By now, if you’ve ever read anything from this blog, you know that I am on a mission to promote organic cotton and GOTS (Global Organic Textile Standard) fabrics. To read one of my previous posts about organic cotton, go here.
I tackle the business of organic cotton because, frankly, as sewists, this is one thing we can impact. We are the end users of a product we think very little about and we worry even less when we have a project in mind.
We like our fabric.
We love the feel of it, we love the bright colors and the textures, and the sweet, cheerful designs. But it’s very possible that if you saw the conditions under which your fabric is made, and the chemicals involved in the treating of the fabric, and the dyeing process, you might have second thoughts. If you are thoughtful enough, you might also be concerned about the livelihood and well-being of the independent farmer who grows the cotton and small villages around the world who must learn to live sustainably off this income. They cannot destroy their land in the interest of a short term gain and then have ruined land that cannot be farmed in the future. This is a real thing. Farmers understand regenerative practices. It’s obvious…just not to everyone else.
I’m attaching a link to a document created by the United Nations Environment Programme. In their words:
“The report serves to translate the current state of scientific knowledge into crisp, clear and digestible facts-based messages that the world can relate to and follow up on. It first provides an Earth diagnosis of current and projected human-induced environmental change, by putting facts and interlinkages in perspective, including by using smart infographics. In building on this diagnosis, the report identifies the shifts needed to close gaps between current actions and those needed to achieve sustainable development. The analysis is anchored in current economic, social and ecological reality and framed by economics and the 2030 Agenda for Sustainable Development. By synthesizing the latest scientific findings from the global environmental assessments, the report communicates the current status of the world’s urgent issues and opportunities to solve them. “
Our small quilt shops only have exposure to sales people who bring the brightly-colored sample books to them every season for ordering.

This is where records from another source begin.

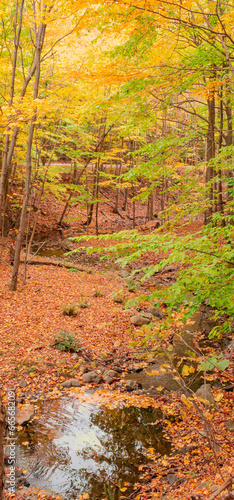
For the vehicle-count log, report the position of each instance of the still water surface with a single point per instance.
(76, 447)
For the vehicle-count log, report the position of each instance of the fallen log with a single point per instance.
(56, 263)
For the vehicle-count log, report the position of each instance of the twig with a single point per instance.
(223, 486)
(210, 253)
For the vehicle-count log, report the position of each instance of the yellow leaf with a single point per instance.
(218, 396)
(154, 372)
(185, 401)
(186, 370)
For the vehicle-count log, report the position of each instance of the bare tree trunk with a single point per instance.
(39, 44)
(125, 200)
(2, 429)
(219, 184)
(210, 154)
(5, 173)
(116, 207)
(229, 139)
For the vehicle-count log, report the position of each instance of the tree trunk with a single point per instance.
(210, 154)
(5, 173)
(39, 44)
(2, 429)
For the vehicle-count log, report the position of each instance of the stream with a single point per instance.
(76, 447)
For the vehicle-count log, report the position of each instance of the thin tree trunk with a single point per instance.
(39, 44)
(2, 430)
(5, 173)
(229, 140)
(210, 154)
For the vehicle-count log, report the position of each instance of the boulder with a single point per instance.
(230, 425)
(72, 382)
(109, 376)
(155, 312)
(22, 383)
(92, 377)
(24, 414)
(123, 273)
(205, 393)
(141, 319)
(83, 369)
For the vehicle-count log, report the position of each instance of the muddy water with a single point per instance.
(76, 447)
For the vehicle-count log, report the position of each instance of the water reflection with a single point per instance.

Through social media, we are exposed to the designers (whom we love). They show us their studios and their creative ideas. However, their designs are simply licensed by fabric distributors. In other words, our favorite designers basically give up all their rights to determine the way fabric is created, other than seeing proofs for color and accuracy. They don’t get to tell manufacturers not to use toxic chemicals or not to pollute the ground water. They get a paycheck and that’s what matters. To them, at least.
In reading this UN document, it’s obvious to me, and I hope it is to you as well, that this way of living has made us blissfully happy, unaware and unaccountable to the planet we live on.
I know this sounds cliche.
But if we don’t soon change everything we’re doing now, in every supply chain, all the way back to the raw materials from the Earth, we may not survive as a species for much longer.
Here’s a tidbit: did you know that if current sperm count trends continue, by 2045, the median male will no longer be able to reproduce? Ha. Now I have your attention.
Look, all I’m saying is that everything around us now indicates that we are going to have to make BIG CHANGES.
And if there’s one thing that the human species is resistant to, it’s BIG CHANGES.
But I believe we have to start thinking seriously about how our food is produced, where our energy comes from, how much waste we produce, how much we consume, and on and on and on.
It’s daunting, I know.
- Make yourself more aware of the materials you use. Where did this really come from? What are the chemicals used? Do I know anything at all about this fabric?
- Ask your local quilt shop these questions. They are dealing with the distributors who make the decisions.
- Become a savvy user. Can you make it from your already-way-too-big stash? Can it be made from other textiles you already own?
- Start making yourself an educated consumer. Below are a few links that will assist.
Here’s a new fabric I’ve seen available: Lenzing Ecovero. “Take less, Give More”. You’ll want to watch their video.
Are you ready for change? Ready or not, it’s coming. Let’s be ready, willing and able. And start where we can.